A parallel beam of light of wavelength $$900 \text{ nm}$$ and intensity $$100 \text{ W m}^{-2}$$ is incident on a surface perpendicular to the beam. The number of photons crossing $$1 \text{ cm}^2$$ area perpendicular to the beam in one second is

A parallel beam of light of wavelength $$\lambda = 900 \text{ nm} = 900 \times 10^{-9} \text{ m}$$ and intensity $$I = 100 \text{ W/m}^2$$ is incident on a surface perpendicular to the beam. We need to find the number of photons crossing $$1 \text{ cm}^2$$ area per second.

Since the energy of a single photon is $$E = \frac{hc}{\lambda} = \frac{6.6 \times 10^{-34} \times 3 \times 10^8}{900 \times 10^{-9}}$$, this gives $$E = \frac{19.8 \times 10^{-26}}{9 \times 10^{-7}} = 2.2 \times 10^{-19} \text{ J}$$.

Next, the area is $$1 \text{ cm}^2 = 10^{-4} \text{ m}^2$$ so $$P = I \times A = 100 \times 10^{-4} = 10^{-2} \text{ W} = 0.01 \text{ W}$$.

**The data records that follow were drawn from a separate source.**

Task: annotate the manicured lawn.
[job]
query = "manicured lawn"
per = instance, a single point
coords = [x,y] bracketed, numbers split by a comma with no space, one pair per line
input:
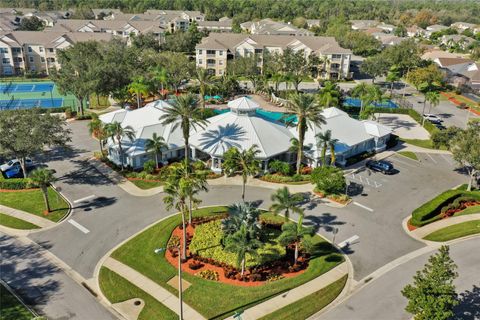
[142,184]
[118,289]
[32,202]
[11,308]
[15,223]
[408,154]
[456,231]
[309,305]
[213,299]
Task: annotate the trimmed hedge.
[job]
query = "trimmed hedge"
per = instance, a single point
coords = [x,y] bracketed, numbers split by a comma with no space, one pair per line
[431,211]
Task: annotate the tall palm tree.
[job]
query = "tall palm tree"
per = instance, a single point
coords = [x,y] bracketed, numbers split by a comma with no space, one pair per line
[308,113]
[138,87]
[329,95]
[242,162]
[323,139]
[97,129]
[42,178]
[294,233]
[184,112]
[287,202]
[433,98]
[242,244]
[155,144]
[176,195]
[204,81]
[117,132]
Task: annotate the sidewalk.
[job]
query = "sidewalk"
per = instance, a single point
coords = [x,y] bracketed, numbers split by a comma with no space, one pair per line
[29,217]
[295,294]
[422,232]
[156,291]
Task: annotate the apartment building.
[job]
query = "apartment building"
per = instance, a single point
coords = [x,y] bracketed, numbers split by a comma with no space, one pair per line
[34,51]
[215,51]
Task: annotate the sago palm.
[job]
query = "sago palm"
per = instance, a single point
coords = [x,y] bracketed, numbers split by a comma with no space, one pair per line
[155,144]
[307,110]
[284,201]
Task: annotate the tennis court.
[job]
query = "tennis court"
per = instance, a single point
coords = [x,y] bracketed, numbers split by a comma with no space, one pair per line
[12,87]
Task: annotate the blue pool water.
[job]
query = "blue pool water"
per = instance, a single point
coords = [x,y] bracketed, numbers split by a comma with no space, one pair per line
[355,102]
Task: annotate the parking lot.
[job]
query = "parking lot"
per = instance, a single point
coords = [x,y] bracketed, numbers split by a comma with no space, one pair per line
[372,222]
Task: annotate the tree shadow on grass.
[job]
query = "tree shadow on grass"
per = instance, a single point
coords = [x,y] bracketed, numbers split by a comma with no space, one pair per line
[469,306]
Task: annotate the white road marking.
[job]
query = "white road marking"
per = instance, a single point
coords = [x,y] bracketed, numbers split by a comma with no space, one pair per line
[362,206]
[348,241]
[431,157]
[84,199]
[78,226]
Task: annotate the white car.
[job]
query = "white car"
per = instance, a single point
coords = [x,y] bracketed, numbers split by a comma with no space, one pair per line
[432,118]
[15,163]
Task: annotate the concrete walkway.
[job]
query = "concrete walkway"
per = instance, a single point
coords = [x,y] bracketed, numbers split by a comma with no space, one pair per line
[29,217]
[152,288]
[422,232]
[295,294]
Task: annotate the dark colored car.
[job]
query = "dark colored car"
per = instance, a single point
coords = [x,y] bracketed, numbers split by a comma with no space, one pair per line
[381,166]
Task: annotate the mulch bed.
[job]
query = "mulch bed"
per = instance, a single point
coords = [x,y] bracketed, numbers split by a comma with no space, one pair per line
[172,258]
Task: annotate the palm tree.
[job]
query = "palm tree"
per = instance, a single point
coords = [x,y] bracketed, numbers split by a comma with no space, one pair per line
[242,162]
[242,244]
[184,111]
[323,139]
[117,132]
[176,195]
[97,129]
[433,98]
[204,80]
[308,113]
[294,233]
[156,144]
[42,178]
[285,201]
[138,87]
[329,94]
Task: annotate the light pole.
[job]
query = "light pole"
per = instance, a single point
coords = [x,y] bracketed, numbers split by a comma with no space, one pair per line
[180,298]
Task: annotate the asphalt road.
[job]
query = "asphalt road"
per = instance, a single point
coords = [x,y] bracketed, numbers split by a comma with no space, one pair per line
[44,286]
[382,299]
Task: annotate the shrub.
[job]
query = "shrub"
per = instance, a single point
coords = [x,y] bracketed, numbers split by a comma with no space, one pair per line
[329,179]
[208,274]
[149,166]
[281,167]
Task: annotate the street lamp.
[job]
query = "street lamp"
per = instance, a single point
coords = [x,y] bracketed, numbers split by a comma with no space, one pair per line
[160,250]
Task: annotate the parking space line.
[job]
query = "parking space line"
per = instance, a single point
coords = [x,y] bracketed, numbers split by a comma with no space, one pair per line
[84,199]
[434,161]
[78,226]
[362,206]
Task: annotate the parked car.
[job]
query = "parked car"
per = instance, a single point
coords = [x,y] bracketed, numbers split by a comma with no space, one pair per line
[432,118]
[381,166]
[14,172]
[16,163]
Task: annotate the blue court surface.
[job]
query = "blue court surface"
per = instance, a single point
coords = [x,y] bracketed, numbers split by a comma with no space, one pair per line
[31,103]
[354,102]
[30,87]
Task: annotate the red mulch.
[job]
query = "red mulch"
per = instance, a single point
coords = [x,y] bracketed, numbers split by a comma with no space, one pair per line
[221,276]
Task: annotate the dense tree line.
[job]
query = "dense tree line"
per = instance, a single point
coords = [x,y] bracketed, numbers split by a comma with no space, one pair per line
[421,12]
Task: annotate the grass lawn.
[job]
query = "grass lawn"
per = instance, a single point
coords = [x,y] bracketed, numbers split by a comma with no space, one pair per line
[32,202]
[142,184]
[11,308]
[15,223]
[408,154]
[456,231]
[210,298]
[309,305]
[118,289]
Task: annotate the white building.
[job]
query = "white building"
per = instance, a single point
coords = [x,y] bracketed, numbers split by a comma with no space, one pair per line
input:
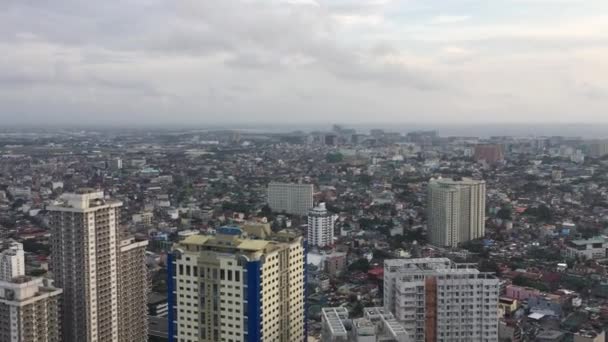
[456,211]
[437,300]
[231,288]
[321,226]
[377,325]
[12,261]
[594,248]
[29,310]
[91,263]
[290,198]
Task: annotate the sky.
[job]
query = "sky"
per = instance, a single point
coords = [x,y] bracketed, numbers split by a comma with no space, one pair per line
[132,62]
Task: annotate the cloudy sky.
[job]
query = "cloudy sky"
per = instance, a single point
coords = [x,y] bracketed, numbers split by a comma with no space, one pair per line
[290,61]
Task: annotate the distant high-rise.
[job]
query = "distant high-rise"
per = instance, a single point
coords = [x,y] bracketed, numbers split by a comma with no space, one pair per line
[438,300]
[229,287]
[489,153]
[12,260]
[291,198]
[29,310]
[132,291]
[87,264]
[320,226]
[598,148]
[455,211]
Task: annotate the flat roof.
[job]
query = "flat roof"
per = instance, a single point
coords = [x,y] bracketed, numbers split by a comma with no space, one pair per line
[334,319]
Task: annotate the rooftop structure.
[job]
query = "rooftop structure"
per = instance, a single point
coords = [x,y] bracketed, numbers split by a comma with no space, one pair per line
[421,293]
[376,325]
[243,274]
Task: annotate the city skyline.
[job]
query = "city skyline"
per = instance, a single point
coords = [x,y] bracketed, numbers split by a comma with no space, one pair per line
[210,62]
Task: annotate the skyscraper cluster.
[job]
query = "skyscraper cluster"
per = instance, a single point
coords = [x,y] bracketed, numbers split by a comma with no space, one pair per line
[236,286]
[102,273]
[455,210]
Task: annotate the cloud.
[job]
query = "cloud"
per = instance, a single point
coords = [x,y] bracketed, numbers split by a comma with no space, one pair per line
[259,60]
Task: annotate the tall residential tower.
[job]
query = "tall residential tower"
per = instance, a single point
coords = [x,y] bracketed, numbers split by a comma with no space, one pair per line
[320,226]
[291,198]
[87,264]
[455,211]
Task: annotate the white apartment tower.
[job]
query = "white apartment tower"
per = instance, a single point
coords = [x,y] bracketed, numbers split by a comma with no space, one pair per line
[12,260]
[438,300]
[320,226]
[229,287]
[291,198]
[29,310]
[86,251]
[455,211]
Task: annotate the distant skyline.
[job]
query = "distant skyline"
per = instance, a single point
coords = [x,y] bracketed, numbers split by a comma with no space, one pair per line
[207,62]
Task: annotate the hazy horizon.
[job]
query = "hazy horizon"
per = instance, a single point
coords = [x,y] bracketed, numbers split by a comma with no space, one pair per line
[483,130]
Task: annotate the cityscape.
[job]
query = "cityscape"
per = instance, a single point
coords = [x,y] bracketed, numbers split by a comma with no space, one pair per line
[334,235]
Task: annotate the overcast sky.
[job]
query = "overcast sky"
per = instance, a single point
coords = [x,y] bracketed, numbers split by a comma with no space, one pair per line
[232,61]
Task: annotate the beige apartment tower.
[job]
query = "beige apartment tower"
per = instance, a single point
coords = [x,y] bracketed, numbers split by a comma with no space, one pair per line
[231,287]
[87,264]
[29,310]
[455,211]
[290,198]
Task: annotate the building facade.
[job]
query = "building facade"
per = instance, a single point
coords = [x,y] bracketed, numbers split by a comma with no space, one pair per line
[489,153]
[321,226]
[29,311]
[456,211]
[587,249]
[290,198]
[231,288]
[132,291]
[86,263]
[12,260]
[376,325]
[438,300]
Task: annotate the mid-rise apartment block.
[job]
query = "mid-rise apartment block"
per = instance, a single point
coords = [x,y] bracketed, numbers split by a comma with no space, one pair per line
[87,265]
[587,249]
[12,260]
[377,325]
[321,226]
[290,198]
[438,300]
[234,288]
[456,210]
[29,310]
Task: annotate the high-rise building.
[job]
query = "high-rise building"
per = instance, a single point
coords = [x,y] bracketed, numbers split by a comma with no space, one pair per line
[320,226]
[489,153]
[438,300]
[376,325]
[12,260]
[132,291]
[29,310]
[86,263]
[291,198]
[229,287]
[455,211]
[598,148]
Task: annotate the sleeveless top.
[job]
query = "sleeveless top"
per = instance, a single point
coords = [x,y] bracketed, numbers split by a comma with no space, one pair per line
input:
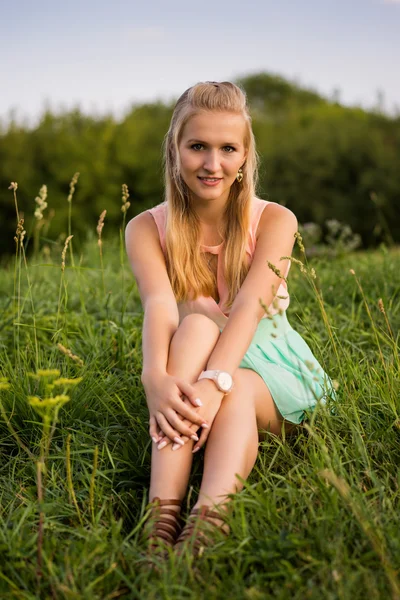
[206,305]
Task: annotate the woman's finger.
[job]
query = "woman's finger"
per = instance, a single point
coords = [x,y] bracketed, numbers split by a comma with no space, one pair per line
[184,438]
[190,392]
[203,438]
[180,425]
[169,431]
[188,413]
[153,429]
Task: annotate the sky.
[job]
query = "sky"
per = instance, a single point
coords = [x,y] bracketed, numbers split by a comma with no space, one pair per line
[106,56]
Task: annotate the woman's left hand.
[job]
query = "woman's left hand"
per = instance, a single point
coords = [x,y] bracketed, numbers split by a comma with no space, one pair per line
[211,398]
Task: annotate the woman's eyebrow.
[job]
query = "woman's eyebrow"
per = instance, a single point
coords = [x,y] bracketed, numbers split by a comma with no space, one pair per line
[205,143]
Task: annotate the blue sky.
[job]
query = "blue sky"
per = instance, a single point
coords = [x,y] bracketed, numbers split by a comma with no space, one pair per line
[104,56]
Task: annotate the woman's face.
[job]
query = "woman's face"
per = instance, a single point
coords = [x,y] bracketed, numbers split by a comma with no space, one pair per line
[211,152]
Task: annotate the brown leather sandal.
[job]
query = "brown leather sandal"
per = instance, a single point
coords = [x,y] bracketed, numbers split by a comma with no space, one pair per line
[201,531]
[163,525]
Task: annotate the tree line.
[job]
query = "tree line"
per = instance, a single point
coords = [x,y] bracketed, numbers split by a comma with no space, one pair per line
[321,159]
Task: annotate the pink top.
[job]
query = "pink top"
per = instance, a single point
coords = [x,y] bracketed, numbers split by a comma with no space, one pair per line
[206,305]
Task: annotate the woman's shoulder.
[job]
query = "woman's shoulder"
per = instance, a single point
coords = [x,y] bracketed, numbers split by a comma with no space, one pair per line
[261,218]
[152,219]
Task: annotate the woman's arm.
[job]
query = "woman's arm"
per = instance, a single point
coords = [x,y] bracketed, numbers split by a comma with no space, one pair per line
[161,319]
[275,239]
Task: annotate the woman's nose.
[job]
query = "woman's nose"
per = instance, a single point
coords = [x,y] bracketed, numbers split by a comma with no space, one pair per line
[211,161]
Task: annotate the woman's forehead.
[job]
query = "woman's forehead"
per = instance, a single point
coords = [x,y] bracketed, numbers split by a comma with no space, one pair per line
[215,127]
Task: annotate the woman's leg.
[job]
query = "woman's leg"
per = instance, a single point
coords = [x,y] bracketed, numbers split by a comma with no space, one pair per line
[232,444]
[189,351]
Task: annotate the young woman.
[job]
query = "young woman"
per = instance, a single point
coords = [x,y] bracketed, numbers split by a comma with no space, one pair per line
[220,359]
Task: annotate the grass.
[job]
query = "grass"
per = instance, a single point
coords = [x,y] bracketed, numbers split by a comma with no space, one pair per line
[319,515]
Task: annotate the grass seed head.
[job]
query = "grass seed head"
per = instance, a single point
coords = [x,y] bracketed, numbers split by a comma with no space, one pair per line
[20,233]
[64,252]
[41,202]
[100,226]
[381,306]
[68,353]
[125,196]
[72,185]
[299,241]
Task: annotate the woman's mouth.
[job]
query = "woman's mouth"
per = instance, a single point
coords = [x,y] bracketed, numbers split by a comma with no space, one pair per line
[210,181]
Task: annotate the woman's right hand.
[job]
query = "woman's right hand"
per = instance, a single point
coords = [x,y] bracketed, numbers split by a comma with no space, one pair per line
[165,396]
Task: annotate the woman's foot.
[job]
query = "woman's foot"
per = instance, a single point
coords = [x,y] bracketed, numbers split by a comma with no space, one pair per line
[204,527]
[163,526]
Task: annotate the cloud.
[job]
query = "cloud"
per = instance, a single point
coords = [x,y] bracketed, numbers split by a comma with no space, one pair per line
[146,34]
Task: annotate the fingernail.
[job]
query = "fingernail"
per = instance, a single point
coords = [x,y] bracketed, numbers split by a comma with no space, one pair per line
[179,441]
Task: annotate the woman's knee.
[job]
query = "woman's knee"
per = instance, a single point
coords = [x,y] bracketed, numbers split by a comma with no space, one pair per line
[242,398]
[199,325]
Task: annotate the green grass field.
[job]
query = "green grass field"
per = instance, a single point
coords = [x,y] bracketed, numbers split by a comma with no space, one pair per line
[319,516]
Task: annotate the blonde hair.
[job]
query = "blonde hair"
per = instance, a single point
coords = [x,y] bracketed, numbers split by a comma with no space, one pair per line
[187,268]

From this, the number of photons per second is $$n = \frac{P}{E} = \frac{10^{-2}}{2.2 \times 10^{-19}} = \frac{1}{2.2} \times 10^{17}$$ which gives $$n = 0.4545 \times 10^{17} = 4.545 \times 10^{16}$$ and thus $$n \approx 4.5 \times 10^{16}$$.

The correct answer is Option B: $$4.5 \times 10^{16}$$.